The research focused on two main questions: how to design robot movement to facilitate essential interaction and collaboration qualities during dining experiences, and how to craft these movements using a dramaturgic performative approach. The project employed methodologies like speculative enactment and Extended Reality (XR) experiments to explore and evaluate robot movements. These methods allowed for creative ideation and assessments of the robot’s movements in simulated dining scenarios.

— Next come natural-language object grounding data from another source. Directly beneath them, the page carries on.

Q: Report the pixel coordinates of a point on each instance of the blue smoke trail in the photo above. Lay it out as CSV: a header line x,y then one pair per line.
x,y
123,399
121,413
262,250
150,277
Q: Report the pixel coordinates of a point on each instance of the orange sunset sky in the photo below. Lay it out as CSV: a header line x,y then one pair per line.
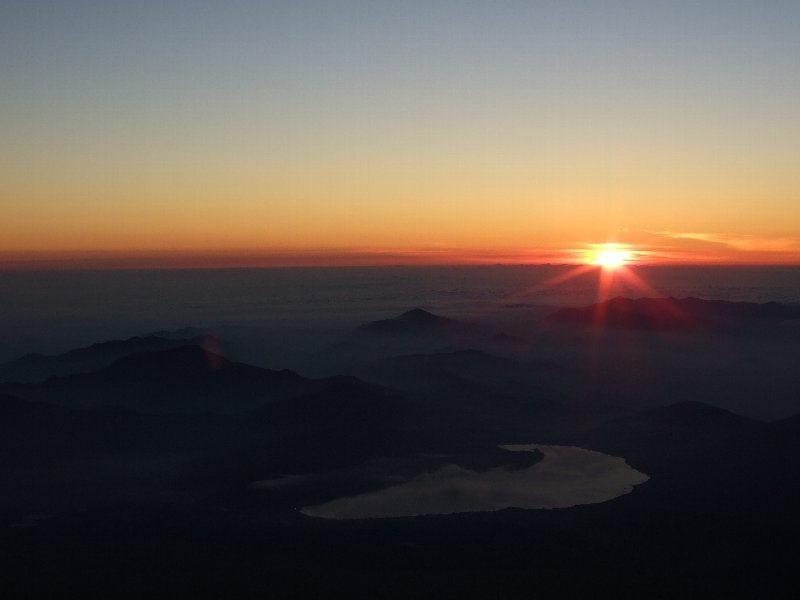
x,y
287,133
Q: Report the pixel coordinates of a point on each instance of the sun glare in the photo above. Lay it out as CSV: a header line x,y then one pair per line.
x,y
610,258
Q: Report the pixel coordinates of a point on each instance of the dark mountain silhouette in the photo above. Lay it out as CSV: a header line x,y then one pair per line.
x,y
184,379
38,367
670,314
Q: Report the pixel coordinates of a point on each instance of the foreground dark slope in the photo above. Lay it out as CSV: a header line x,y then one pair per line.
x,y
38,367
161,504
185,379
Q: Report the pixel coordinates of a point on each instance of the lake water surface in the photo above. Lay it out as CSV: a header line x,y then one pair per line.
x,y
566,476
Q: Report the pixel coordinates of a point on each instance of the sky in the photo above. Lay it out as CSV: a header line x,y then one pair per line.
x,y
372,132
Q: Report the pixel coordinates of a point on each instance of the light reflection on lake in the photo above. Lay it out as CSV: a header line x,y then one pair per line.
x,y
566,476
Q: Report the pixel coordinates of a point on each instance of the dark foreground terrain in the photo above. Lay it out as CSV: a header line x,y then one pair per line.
x,y
159,468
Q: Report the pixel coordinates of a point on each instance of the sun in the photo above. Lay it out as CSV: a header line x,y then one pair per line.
x,y
610,257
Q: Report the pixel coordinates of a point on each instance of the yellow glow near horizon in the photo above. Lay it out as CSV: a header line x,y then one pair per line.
x,y
610,256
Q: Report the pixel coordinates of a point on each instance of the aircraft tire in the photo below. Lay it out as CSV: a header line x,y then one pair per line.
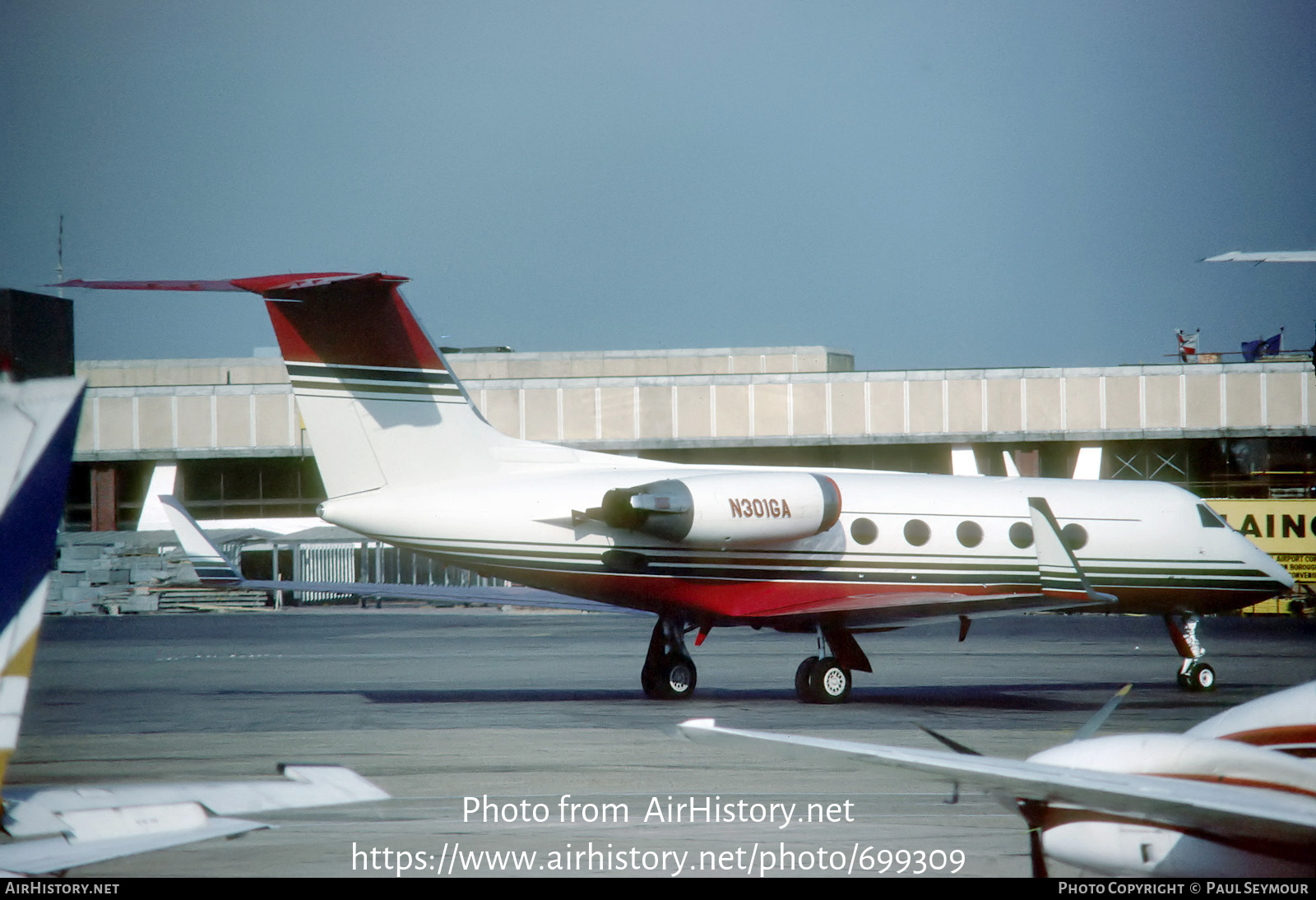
x,y
802,680
673,680
829,682
1202,678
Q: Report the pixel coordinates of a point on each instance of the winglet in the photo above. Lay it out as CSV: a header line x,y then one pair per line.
x,y
1102,715
1057,564
212,568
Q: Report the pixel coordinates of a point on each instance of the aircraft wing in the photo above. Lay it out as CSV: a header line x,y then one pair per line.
x,y
1227,811
929,607
87,824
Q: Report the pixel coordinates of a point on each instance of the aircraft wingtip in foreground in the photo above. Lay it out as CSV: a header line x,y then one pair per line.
x,y
407,458
57,829
1232,796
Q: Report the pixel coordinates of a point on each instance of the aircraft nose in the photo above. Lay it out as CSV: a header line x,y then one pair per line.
x,y
1267,564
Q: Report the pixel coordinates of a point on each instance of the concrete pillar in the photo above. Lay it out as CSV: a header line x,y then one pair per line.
x,y
104,498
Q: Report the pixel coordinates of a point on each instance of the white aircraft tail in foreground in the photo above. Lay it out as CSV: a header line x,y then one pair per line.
x,y
1234,796
57,829
215,570
407,458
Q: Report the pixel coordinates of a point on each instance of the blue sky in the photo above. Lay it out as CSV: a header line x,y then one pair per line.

The project’s findings revealed that specific robot movements, including refined presence, prompted actions, and engaging addresses, significantly enhance the experience of guests, staff, and managers of the hotel restaurant. The robot’s role was envisioned as an ‘Ensemblist,’ a term encapsulating its function as an integral yet unobtrusive participant in the fine dining scene. This role demands the robot be ‘response-able,’ adapting to the fine dining rhythm. Furthermore, the project’s performative approach illuminated methods to design the robot’s movement as expressively meaningful and contextually appropriate. Methodological reflections revealed the effectiveness of speculative enactment and XR experiments in capturing the complexities of human-robot interactions, though suggesting future improvements in prototype fidelity, participant diversity, and advanced data treatment.
This project contributes to the field of HRI in hospitality, bridging theoretical concepts with practical applications. It lays the groundwork for future research in service robot design, emphasizing the need for nuanced interaction designs that resonate with human users in the hospitality sector.